By Brett Wood, CAPP, PE
I WAS IN GRAD SCHOOL AT THE TURN OF THE CENTURY, learning my trade in transportation planning, which would eventually fall headlong into parking planning. I remember one class in which my graduate research professor spoke about transportation trends. The discussion specifically focused on how for the entirety of the modern life of the automobile the number of vehicle miles traveled (VMT) grew steadily.
Yes, there were small declines during the gas shortages in the 1970s and recessions in the 1980s, but the auto industry always recovered and the average user continued to drive more and more. My professor said that while this trend was interesting, we almost certainly would see some disruption in our lifetime that ended or reversed this steady climb in driving.
For many of the thought leaders in the transportation industry, that disruption was the Great Recession. Gas price increases, pay stagnation, and massive disruption to our financial well-being seemed to be the catalyst that would reverse the driving trend. This theory was called Peak Car—the plateauing and eventual reduction in miles traveled, auto reliance, land disruption, and pollution the automobile has borne for the last 100 years. And for some time, they were right. From 2007 to 2012, the annual VMT in the U.S. slowly decreased. The average annual miles driven per capita dropped below 10,000 miles per person for the first time since the turn of the century. It seemed that Peak Car had occurred, and people were changing course.
Changing Our Ways?
Then, in 2012 something shifted. VMT started to escalate, while auto sales returned to pre-recession levels and are steadily climbing. All of this came at a time when teenagers and young professionals began to delay or decline the decision to get a driver’s license (since the mid 1980s, the rate of 16-year-olds getting driver’s licenses has dropped almost 50 percent), and a greater number of professionals started to live in urban areas that support a less car-dependent lifestyle. The diverging courses were perplexing.
This begs a not-so-simple question—are we changing our ways or are we reverting to our historical patterns? A few thoughts might provide context to the actual answer:
- Coming out of the Great Recession, the rate of millennials owning an automobile was relatively low. This makes sense given the financial situation for college graduates entering the workforce. But as their financial situation improves and they start families, it becomes more reasonable to accept that they might own an automobile, even if it is not their only form of transportation.
- The U.S. population continues to increase. Even though the pace of our growth is at an all-time low, we are still growing. And while most of our population is moving toward urban centers, the net effects of growth with migration continue to push increases in rural areas that may not have the infrastructure to support a non-automotive lifestyle.
- The popularity of transportation network companies (TNCs) and the ride-share model has created a new wave of single-occupant vehicles that are moving between paying trips, creating more and more miles traveled.

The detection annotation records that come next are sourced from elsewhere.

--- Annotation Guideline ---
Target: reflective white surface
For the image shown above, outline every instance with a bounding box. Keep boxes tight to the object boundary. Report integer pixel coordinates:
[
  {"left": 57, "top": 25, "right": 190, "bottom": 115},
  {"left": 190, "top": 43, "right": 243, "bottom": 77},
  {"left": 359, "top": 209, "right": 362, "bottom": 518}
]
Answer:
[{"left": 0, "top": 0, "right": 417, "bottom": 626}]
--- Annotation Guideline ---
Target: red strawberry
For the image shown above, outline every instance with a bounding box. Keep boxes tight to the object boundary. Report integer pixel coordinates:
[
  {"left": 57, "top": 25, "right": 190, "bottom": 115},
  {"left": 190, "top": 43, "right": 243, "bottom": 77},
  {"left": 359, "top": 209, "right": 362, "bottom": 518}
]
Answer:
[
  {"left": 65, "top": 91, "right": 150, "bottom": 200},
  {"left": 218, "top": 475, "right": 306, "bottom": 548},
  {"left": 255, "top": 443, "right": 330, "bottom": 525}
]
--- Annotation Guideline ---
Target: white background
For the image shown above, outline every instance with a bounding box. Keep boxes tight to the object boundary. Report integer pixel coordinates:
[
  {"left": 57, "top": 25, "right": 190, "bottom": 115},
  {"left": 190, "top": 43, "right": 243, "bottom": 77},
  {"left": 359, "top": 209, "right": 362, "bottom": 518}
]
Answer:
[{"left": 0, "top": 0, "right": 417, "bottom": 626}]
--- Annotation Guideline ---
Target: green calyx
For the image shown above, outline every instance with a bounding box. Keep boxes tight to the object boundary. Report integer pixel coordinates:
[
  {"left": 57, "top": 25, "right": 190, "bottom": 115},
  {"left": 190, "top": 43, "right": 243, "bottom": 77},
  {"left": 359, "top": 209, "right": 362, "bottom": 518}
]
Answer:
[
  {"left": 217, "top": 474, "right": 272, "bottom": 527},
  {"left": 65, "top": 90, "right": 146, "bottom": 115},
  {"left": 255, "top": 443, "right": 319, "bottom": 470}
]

The combination of these three elements paints a clearer picture of the change we are seeing. While annual VMT has seen a sharp increase in recent years, that per capita VMT value is increasing at a much slower rate. More people are on the road for professional-driving related trips, but fewer miles are traveled per person because we have more options to rely on.
Getting to Peak Car
Therein lies the opportunity to truly reach a level of Peak Car defined by those thought leaders (and my professor). Given the proliferation of mobility options in the industry today, we have a distinct opportunity to shape a future that experiences Peak Car. A few examples:
- Better driving and parking policies to motivate behavioral change such as congestion pricing, demand-based parking pricing, fringe park-and-ride to reduce vehicular access into urban centers, and better information to find parking to reduce miles related to cruising.
- Providing better options for daily decision-making can help people in urban and urban fringe areas to intelligently choose the cheapest, fastest, and most sustainable option for commuting every day. Data sharing, navigation engines, and user-choice applications can stimulate a much smarter transportation system.
- Better integration of connected vehicles and transportation systems and the upcoming proliferation of autonomous vehicles can help reduce redundant trips and support more efficient use of TNCs.
- Implementing micro-mobility options that help connect first- and last-mile options and make transit trips a more reasonable and feasible solution for travelers.
As professionals in this industry, we have the ability to manage and shape these practices to support a more efficient and multifaceted future. The time is now for the parking and mobility industry to take the reins and begin to shape the future of our industry and the world around it.